Haru menyapa Daiki setibanya di gerbang dengan wajahnya yang tampak begitu kelelahan. Namun, Daiki malah mengabaikannya dengan sikap dinginnya yang berbeda dari sebelumnya, lalu mulai berjalan mendahului Haru.

Di perjalanan, mereka tetap pada keadaan yang sama. Tidak saling berbicara. Daiki sering melakukannya, tetapi tidak baginya. Mungkin, saat ini Daiki sedang menunggunya untuk membicarakan sesuatu, tetapi asal ia tahu saja, mencari topik pembicaraan yang menarik sesulit jika diberi tugas geometri, sedang kamu tidak mengetahui rumusannya. Apakah Daiki tidak pernah memikirkan hal itu?

"Hmm...Daiki?..Aku sudah putuskan..." Kata Haru sambil terus melanjutkan langkahnya.

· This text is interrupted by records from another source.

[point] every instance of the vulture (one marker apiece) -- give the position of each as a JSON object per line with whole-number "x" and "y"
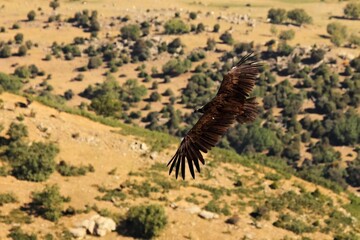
{"x": 231, "y": 104}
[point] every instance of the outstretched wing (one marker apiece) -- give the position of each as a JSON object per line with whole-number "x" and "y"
{"x": 230, "y": 104}
{"x": 240, "y": 80}
{"x": 206, "y": 133}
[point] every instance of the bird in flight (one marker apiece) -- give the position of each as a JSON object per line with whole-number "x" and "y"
{"x": 231, "y": 103}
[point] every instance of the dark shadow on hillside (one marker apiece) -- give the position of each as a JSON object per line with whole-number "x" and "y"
{"x": 307, "y": 61}
{"x": 324, "y": 36}
{"x": 310, "y": 110}
{"x": 343, "y": 18}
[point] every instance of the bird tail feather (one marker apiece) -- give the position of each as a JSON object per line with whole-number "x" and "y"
{"x": 250, "y": 111}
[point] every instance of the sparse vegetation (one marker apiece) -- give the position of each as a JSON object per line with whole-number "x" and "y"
{"x": 146, "y": 221}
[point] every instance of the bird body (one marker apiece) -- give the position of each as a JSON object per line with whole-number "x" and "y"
{"x": 231, "y": 104}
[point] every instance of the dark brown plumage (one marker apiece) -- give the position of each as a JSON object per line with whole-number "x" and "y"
{"x": 231, "y": 104}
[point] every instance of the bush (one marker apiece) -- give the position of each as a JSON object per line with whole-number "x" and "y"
{"x": 277, "y": 16}
{"x": 68, "y": 95}
{"x": 284, "y": 49}
{"x": 94, "y": 62}
{"x": 17, "y": 131}
{"x": 216, "y": 27}
{"x": 22, "y": 50}
{"x": 210, "y": 44}
{"x": 227, "y": 38}
{"x": 176, "y": 26}
{"x": 317, "y": 55}
{"x": 5, "y": 51}
{"x": 6, "y": 198}
{"x": 354, "y": 40}
{"x": 32, "y": 163}
{"x": 175, "y": 67}
{"x": 352, "y": 10}
{"x": 54, "y": 4}
{"x": 174, "y": 45}
{"x": 140, "y": 50}
{"x": 68, "y": 170}
{"x": 287, "y": 222}
{"x": 130, "y": 32}
{"x": 10, "y": 83}
{"x": 31, "y": 15}
{"x": 338, "y": 33}
{"x": 299, "y": 16}
{"x": 146, "y": 221}
{"x": 17, "y": 234}
{"x": 47, "y": 203}
{"x": 19, "y": 38}
{"x": 192, "y": 15}
{"x": 287, "y": 35}
{"x": 155, "y": 97}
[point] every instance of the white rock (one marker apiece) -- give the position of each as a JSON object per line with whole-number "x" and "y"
{"x": 143, "y": 147}
{"x": 153, "y": 155}
{"x": 91, "y": 227}
{"x": 101, "y": 232}
{"x": 208, "y": 215}
{"x": 193, "y": 209}
{"x": 78, "y": 232}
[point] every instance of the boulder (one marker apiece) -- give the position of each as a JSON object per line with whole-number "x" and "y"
{"x": 153, "y": 155}
{"x": 104, "y": 225}
{"x": 233, "y": 220}
{"x": 193, "y": 209}
{"x": 208, "y": 215}
{"x": 78, "y": 232}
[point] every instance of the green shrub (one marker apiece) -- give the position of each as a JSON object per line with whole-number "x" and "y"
{"x": 17, "y": 131}
{"x": 175, "y": 67}
{"x": 277, "y": 16}
{"x": 68, "y": 170}
{"x": 295, "y": 225}
{"x": 111, "y": 195}
{"x": 22, "y": 50}
{"x": 352, "y": 10}
{"x": 54, "y": 4}
{"x": 299, "y": 16}
{"x": 176, "y": 26}
{"x": 5, "y": 51}
{"x": 227, "y": 38}
{"x": 130, "y": 32}
{"x": 140, "y": 50}
{"x": 287, "y": 35}
{"x": 192, "y": 15}
{"x": 7, "y": 198}
{"x": 216, "y": 27}
{"x": 17, "y": 234}
{"x": 22, "y": 72}
{"x": 10, "y": 83}
{"x": 94, "y": 62}
{"x": 31, "y": 15}
{"x": 338, "y": 33}
{"x": 317, "y": 55}
{"x": 48, "y": 203}
{"x": 19, "y": 37}
{"x": 33, "y": 163}
{"x": 146, "y": 221}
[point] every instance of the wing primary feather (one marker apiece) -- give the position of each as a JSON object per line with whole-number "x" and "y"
{"x": 177, "y": 166}
{"x": 173, "y": 160}
{"x": 190, "y": 158}
{"x": 183, "y": 166}
{"x": 196, "y": 159}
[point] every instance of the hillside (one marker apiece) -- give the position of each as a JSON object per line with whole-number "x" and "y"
{"x": 95, "y": 95}
{"x": 105, "y": 149}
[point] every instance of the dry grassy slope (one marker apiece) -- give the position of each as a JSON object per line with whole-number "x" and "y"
{"x": 105, "y": 150}
{"x": 63, "y": 71}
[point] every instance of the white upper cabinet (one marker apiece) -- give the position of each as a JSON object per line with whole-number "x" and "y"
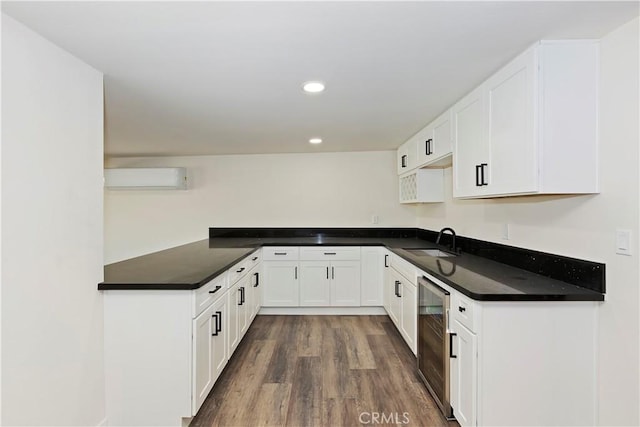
{"x": 531, "y": 128}
{"x": 469, "y": 145}
{"x": 407, "y": 156}
{"x": 435, "y": 142}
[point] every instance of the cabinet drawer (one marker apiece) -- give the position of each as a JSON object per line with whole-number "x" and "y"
{"x": 330, "y": 253}
{"x": 280, "y": 253}
{"x": 239, "y": 270}
{"x": 405, "y": 268}
{"x": 209, "y": 293}
{"x": 254, "y": 259}
{"x": 464, "y": 310}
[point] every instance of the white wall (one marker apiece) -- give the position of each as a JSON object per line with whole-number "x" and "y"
{"x": 270, "y": 190}
{"x": 52, "y": 208}
{"x": 584, "y": 226}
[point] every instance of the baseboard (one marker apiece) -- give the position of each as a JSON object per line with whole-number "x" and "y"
{"x": 328, "y": 311}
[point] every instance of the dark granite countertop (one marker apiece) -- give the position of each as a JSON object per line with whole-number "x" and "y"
{"x": 191, "y": 266}
{"x": 184, "y": 267}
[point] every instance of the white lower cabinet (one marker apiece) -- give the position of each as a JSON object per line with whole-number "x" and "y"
{"x": 325, "y": 284}
{"x": 210, "y": 353}
{"x": 280, "y": 284}
{"x": 255, "y": 291}
{"x": 239, "y": 312}
{"x": 315, "y": 277}
{"x": 203, "y": 330}
{"x": 409, "y": 314}
{"x": 220, "y": 353}
{"x": 401, "y": 299}
{"x": 523, "y": 363}
{"x": 464, "y": 375}
{"x": 371, "y": 276}
{"x": 345, "y": 283}
{"x": 394, "y": 306}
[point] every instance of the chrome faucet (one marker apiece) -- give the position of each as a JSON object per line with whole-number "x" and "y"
{"x": 453, "y": 238}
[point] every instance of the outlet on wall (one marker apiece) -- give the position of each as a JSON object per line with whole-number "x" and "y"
{"x": 623, "y": 242}
{"x": 505, "y": 231}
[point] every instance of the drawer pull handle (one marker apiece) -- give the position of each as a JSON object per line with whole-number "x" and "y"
{"x": 215, "y": 329}
{"x": 241, "y": 289}
{"x": 451, "y": 355}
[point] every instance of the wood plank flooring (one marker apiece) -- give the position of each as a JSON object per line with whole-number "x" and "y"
{"x": 320, "y": 371}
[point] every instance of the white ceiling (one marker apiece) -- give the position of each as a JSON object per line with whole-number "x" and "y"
{"x": 184, "y": 78}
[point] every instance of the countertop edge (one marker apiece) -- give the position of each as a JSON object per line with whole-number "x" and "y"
{"x": 589, "y": 295}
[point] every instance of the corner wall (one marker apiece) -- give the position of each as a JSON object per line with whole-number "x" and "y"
{"x": 263, "y": 190}
{"x": 584, "y": 226}
{"x": 52, "y": 314}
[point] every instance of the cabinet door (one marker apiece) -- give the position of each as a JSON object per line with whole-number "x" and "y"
{"x": 371, "y": 276}
{"x": 442, "y": 143}
{"x": 280, "y": 288}
{"x": 203, "y": 375}
{"x": 464, "y": 374}
{"x": 234, "y": 308}
{"x": 387, "y": 290}
{"x": 345, "y": 283}
{"x": 409, "y": 315}
{"x": 469, "y": 147}
{"x": 256, "y": 291}
{"x": 424, "y": 141}
{"x": 219, "y": 351}
{"x": 407, "y": 156}
{"x": 244, "y": 307}
{"x": 511, "y": 136}
{"x": 395, "y": 303}
{"x": 315, "y": 290}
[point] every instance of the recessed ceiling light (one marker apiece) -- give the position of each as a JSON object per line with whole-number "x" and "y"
{"x": 313, "y": 87}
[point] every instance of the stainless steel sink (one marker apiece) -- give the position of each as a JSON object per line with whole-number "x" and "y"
{"x": 430, "y": 252}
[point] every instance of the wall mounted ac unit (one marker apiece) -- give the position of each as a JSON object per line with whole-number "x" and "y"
{"x": 145, "y": 179}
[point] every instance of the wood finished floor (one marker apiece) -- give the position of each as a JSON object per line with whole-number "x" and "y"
{"x": 320, "y": 371}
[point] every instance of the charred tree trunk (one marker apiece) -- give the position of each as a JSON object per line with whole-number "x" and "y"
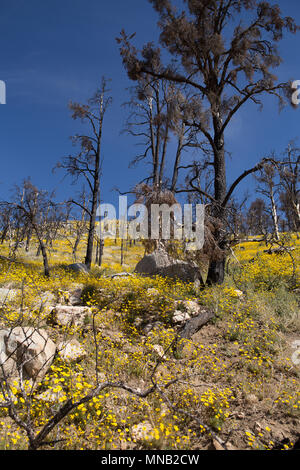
{"x": 216, "y": 270}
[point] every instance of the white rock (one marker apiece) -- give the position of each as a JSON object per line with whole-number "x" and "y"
{"x": 159, "y": 350}
{"x": 29, "y": 348}
{"x": 142, "y": 431}
{"x": 180, "y": 317}
{"x": 71, "y": 351}
{"x": 192, "y": 307}
{"x": 70, "y": 315}
{"x": 7, "y": 295}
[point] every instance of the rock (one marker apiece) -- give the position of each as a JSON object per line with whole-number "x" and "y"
{"x": 180, "y": 317}
{"x": 251, "y": 398}
{"x": 77, "y": 268}
{"x": 192, "y": 307}
{"x": 142, "y": 431}
{"x": 75, "y": 296}
{"x": 69, "y": 315}
{"x": 71, "y": 351}
{"x": 29, "y": 348}
{"x": 7, "y": 295}
{"x": 153, "y": 291}
{"x": 45, "y": 303}
{"x": 159, "y": 263}
{"x": 49, "y": 396}
{"x": 218, "y": 446}
{"x": 238, "y": 293}
{"x": 159, "y": 350}
{"x": 113, "y": 276}
{"x": 8, "y": 365}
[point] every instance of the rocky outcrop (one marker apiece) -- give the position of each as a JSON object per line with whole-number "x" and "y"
{"x": 68, "y": 315}
{"x": 77, "y": 268}
{"x": 27, "y": 350}
{"x": 159, "y": 263}
{"x": 71, "y": 351}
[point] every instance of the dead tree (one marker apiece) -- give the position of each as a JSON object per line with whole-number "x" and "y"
{"x": 87, "y": 163}
{"x": 223, "y": 59}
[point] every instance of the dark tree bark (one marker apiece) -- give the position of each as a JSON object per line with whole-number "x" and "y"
{"x": 224, "y": 68}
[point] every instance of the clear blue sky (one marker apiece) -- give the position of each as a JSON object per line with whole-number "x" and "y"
{"x": 56, "y": 51}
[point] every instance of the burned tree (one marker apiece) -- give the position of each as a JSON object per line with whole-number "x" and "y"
{"x": 224, "y": 61}
{"x": 87, "y": 163}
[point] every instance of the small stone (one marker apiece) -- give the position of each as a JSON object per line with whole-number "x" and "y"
{"x": 251, "y": 398}
{"x": 142, "y": 431}
{"x": 180, "y": 317}
{"x": 71, "y": 351}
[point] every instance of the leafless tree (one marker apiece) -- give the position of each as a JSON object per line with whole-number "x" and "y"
{"x": 87, "y": 163}
{"x": 268, "y": 186}
{"x": 289, "y": 173}
{"x": 223, "y": 59}
{"x": 34, "y": 210}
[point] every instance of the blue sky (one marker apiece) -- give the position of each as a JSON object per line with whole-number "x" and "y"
{"x": 56, "y": 51}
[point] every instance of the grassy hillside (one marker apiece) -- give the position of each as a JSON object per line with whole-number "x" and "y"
{"x": 234, "y": 381}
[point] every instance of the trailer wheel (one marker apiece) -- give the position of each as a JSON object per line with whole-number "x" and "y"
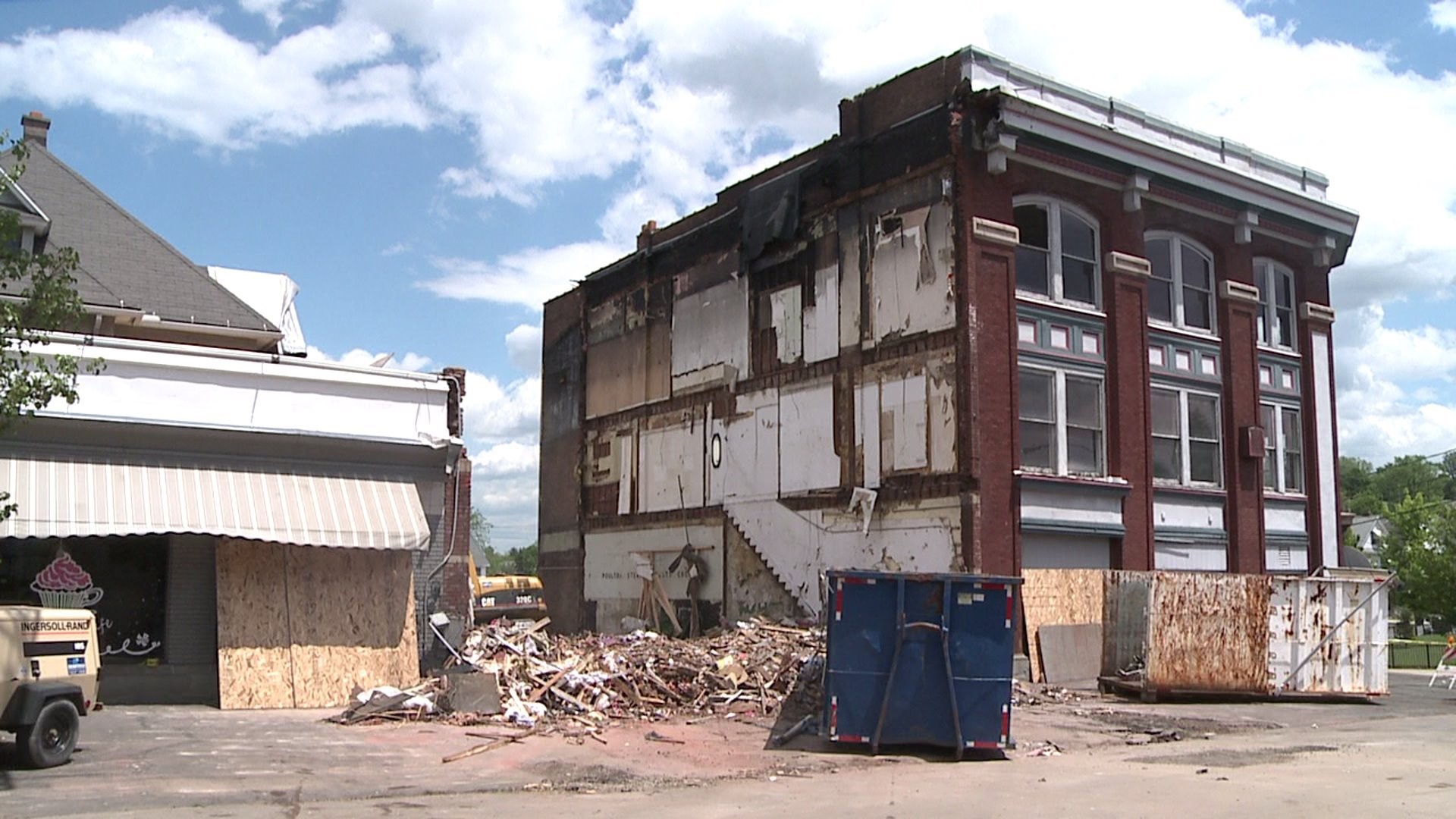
{"x": 52, "y": 739}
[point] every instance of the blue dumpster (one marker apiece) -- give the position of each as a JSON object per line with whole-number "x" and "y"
{"x": 919, "y": 659}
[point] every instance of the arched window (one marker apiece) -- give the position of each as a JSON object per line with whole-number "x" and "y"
{"x": 1057, "y": 257}
{"x": 1180, "y": 290}
{"x": 1276, "y": 321}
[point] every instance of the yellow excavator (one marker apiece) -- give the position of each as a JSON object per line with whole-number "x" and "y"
{"x": 511, "y": 596}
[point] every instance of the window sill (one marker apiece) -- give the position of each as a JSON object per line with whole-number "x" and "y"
{"x": 1188, "y": 488}
{"x": 1280, "y": 352}
{"x": 1292, "y": 497}
{"x": 1084, "y": 482}
{"x": 1069, "y": 306}
{"x": 1187, "y": 333}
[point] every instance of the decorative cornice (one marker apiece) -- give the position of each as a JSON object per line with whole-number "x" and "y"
{"x": 1239, "y": 292}
{"x": 993, "y": 232}
{"x": 1128, "y": 262}
{"x": 1310, "y": 311}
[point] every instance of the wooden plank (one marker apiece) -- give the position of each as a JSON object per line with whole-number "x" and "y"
{"x": 1071, "y": 653}
{"x": 1059, "y": 596}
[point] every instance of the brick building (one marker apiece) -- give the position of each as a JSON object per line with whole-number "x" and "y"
{"x": 996, "y": 322}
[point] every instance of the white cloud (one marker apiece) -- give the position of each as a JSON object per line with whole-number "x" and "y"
{"x": 1443, "y": 15}
{"x": 523, "y": 278}
{"x": 274, "y": 11}
{"x": 360, "y": 357}
{"x": 523, "y": 346}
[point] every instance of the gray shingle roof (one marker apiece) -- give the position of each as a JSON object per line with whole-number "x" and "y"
{"x": 123, "y": 262}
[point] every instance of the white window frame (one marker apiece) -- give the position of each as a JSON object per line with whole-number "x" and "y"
{"x": 1185, "y": 438}
{"x": 1059, "y": 403}
{"x": 1055, "y": 209}
{"x": 1266, "y": 276}
{"x": 1276, "y": 447}
{"x": 1177, "y": 242}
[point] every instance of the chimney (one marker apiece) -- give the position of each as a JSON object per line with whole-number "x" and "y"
{"x": 645, "y": 237}
{"x": 36, "y": 127}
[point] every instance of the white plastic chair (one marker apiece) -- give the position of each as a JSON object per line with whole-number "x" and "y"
{"x": 1445, "y": 670}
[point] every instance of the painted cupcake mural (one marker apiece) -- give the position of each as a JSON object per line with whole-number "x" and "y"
{"x": 64, "y": 585}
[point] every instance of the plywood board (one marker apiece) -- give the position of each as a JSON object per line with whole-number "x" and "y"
{"x": 254, "y": 661}
{"x": 353, "y": 615}
{"x": 1071, "y": 653}
{"x": 1209, "y": 632}
{"x": 302, "y": 627}
{"x": 1059, "y": 596}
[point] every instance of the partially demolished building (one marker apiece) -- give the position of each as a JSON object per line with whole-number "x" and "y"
{"x": 996, "y": 322}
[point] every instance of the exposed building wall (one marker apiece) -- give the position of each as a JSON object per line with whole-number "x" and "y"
{"x": 851, "y": 319}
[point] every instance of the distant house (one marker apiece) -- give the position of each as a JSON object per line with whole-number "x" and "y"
{"x": 1370, "y": 532}
{"x": 251, "y": 528}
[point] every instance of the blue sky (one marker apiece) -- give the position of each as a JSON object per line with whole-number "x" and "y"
{"x": 430, "y": 171}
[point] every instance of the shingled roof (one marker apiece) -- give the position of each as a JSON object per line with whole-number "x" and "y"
{"x": 124, "y": 262}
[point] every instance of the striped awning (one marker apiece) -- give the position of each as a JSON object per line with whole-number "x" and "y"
{"x": 69, "y": 494}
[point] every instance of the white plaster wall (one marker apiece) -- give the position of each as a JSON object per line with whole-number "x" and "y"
{"x": 821, "y": 319}
{"x": 1187, "y": 512}
{"x": 903, "y": 436}
{"x": 1191, "y": 557}
{"x": 910, "y": 286}
{"x": 752, "y": 447}
{"x": 943, "y": 416}
{"x": 199, "y": 387}
{"x": 867, "y": 431}
{"x": 1326, "y": 449}
{"x": 667, "y": 457}
{"x": 610, "y": 572}
{"x": 1065, "y": 551}
{"x": 800, "y": 545}
{"x": 1285, "y": 516}
{"x": 807, "y": 458}
{"x": 711, "y": 327}
{"x": 1071, "y": 504}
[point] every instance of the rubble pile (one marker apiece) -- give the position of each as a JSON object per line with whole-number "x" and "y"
{"x": 590, "y": 679}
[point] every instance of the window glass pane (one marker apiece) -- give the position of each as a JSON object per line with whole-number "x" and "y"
{"x": 1165, "y": 413}
{"x": 1161, "y": 299}
{"x": 1203, "y": 417}
{"x": 1078, "y": 238}
{"x": 1292, "y": 431}
{"x": 1159, "y": 253}
{"x": 1036, "y": 397}
{"x": 1078, "y": 280}
{"x": 1031, "y": 221}
{"x": 1166, "y": 460}
{"x": 1283, "y": 327}
{"x": 1197, "y": 308}
{"x": 1293, "y": 472}
{"x": 1203, "y": 463}
{"x": 1084, "y": 403}
{"x": 1084, "y": 450}
{"x": 1038, "y": 445}
{"x": 1197, "y": 271}
{"x": 1031, "y": 271}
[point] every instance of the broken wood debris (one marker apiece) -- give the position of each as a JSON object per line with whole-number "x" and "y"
{"x": 577, "y": 686}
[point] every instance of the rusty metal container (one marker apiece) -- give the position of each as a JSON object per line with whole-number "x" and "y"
{"x": 1329, "y": 632}
{"x": 1175, "y": 632}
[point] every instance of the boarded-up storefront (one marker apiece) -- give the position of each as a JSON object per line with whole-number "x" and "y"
{"x": 303, "y": 627}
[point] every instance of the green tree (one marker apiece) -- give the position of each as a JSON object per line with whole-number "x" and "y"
{"x": 1357, "y": 485}
{"x": 1410, "y": 475}
{"x": 1421, "y": 550}
{"x": 36, "y": 297}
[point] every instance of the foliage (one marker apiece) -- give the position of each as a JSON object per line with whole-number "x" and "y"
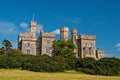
{"x": 104, "y": 66}
{"x": 63, "y": 48}
{"x": 6, "y": 44}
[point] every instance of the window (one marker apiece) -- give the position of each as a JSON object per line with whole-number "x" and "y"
{"x": 28, "y": 51}
{"x": 48, "y": 50}
{"x": 28, "y": 45}
{"x": 48, "y": 42}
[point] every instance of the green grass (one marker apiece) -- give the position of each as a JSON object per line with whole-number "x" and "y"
{"x": 15, "y": 74}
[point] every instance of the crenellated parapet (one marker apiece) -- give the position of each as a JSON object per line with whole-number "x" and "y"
{"x": 84, "y": 36}
{"x": 46, "y": 34}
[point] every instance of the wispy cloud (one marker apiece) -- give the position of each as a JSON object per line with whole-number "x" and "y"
{"x": 7, "y": 27}
{"x": 118, "y": 46}
{"x": 39, "y": 27}
{"x": 57, "y": 31}
{"x": 72, "y": 20}
{"x": 24, "y": 25}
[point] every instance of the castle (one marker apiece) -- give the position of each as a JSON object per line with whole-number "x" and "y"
{"x": 85, "y": 44}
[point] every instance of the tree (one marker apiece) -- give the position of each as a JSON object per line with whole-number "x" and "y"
{"x": 63, "y": 48}
{"x": 6, "y": 44}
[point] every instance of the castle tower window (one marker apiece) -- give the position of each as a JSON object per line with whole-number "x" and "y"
{"x": 48, "y": 50}
{"x": 28, "y": 44}
{"x": 48, "y": 42}
{"x": 28, "y": 51}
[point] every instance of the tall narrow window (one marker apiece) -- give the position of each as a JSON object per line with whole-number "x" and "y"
{"x": 48, "y": 50}
{"x": 28, "y": 45}
{"x": 48, "y": 42}
{"x": 28, "y": 51}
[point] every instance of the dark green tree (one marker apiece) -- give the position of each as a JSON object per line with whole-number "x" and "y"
{"x": 63, "y": 48}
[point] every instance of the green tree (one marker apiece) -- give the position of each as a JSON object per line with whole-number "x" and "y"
{"x": 63, "y": 48}
{"x": 6, "y": 44}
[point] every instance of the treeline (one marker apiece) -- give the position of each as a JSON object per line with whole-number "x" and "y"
{"x": 44, "y": 63}
{"x": 63, "y": 59}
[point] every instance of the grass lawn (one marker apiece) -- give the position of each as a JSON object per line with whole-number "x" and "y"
{"x": 9, "y": 74}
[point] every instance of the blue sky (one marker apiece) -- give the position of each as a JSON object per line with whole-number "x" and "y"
{"x": 95, "y": 17}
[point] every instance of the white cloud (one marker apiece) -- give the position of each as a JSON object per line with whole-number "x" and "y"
{"x": 57, "y": 31}
{"x": 118, "y": 46}
{"x": 24, "y": 25}
{"x": 7, "y": 27}
{"x": 72, "y": 20}
{"x": 39, "y": 27}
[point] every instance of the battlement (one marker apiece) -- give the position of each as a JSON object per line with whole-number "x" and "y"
{"x": 74, "y": 31}
{"x": 33, "y": 24}
{"x": 46, "y": 34}
{"x": 84, "y": 36}
{"x": 65, "y": 28}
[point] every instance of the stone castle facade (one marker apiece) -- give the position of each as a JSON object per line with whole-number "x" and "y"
{"x": 85, "y": 44}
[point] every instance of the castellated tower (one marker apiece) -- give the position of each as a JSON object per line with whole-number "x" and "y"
{"x": 64, "y": 33}
{"x": 74, "y": 39}
{"x": 74, "y": 34}
{"x": 33, "y": 28}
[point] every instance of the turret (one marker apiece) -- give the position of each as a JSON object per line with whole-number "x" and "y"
{"x": 74, "y": 34}
{"x": 33, "y": 28}
{"x": 64, "y": 33}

"Apa?" Tanya Daiki dengan nada suaranya yang datar.

Haru pun mulai berbicara; menjelaskan padanya bahwa ia tidak ingin berkencan dengan Kanna untuk kedua kalinya, dan memutuskan untuk jujur kepada wanita itu bahwa ia menyukai orang lain. Menurutnya, hal itu adalah hal yang begitu ia paksakan jika ia terus melakukannya.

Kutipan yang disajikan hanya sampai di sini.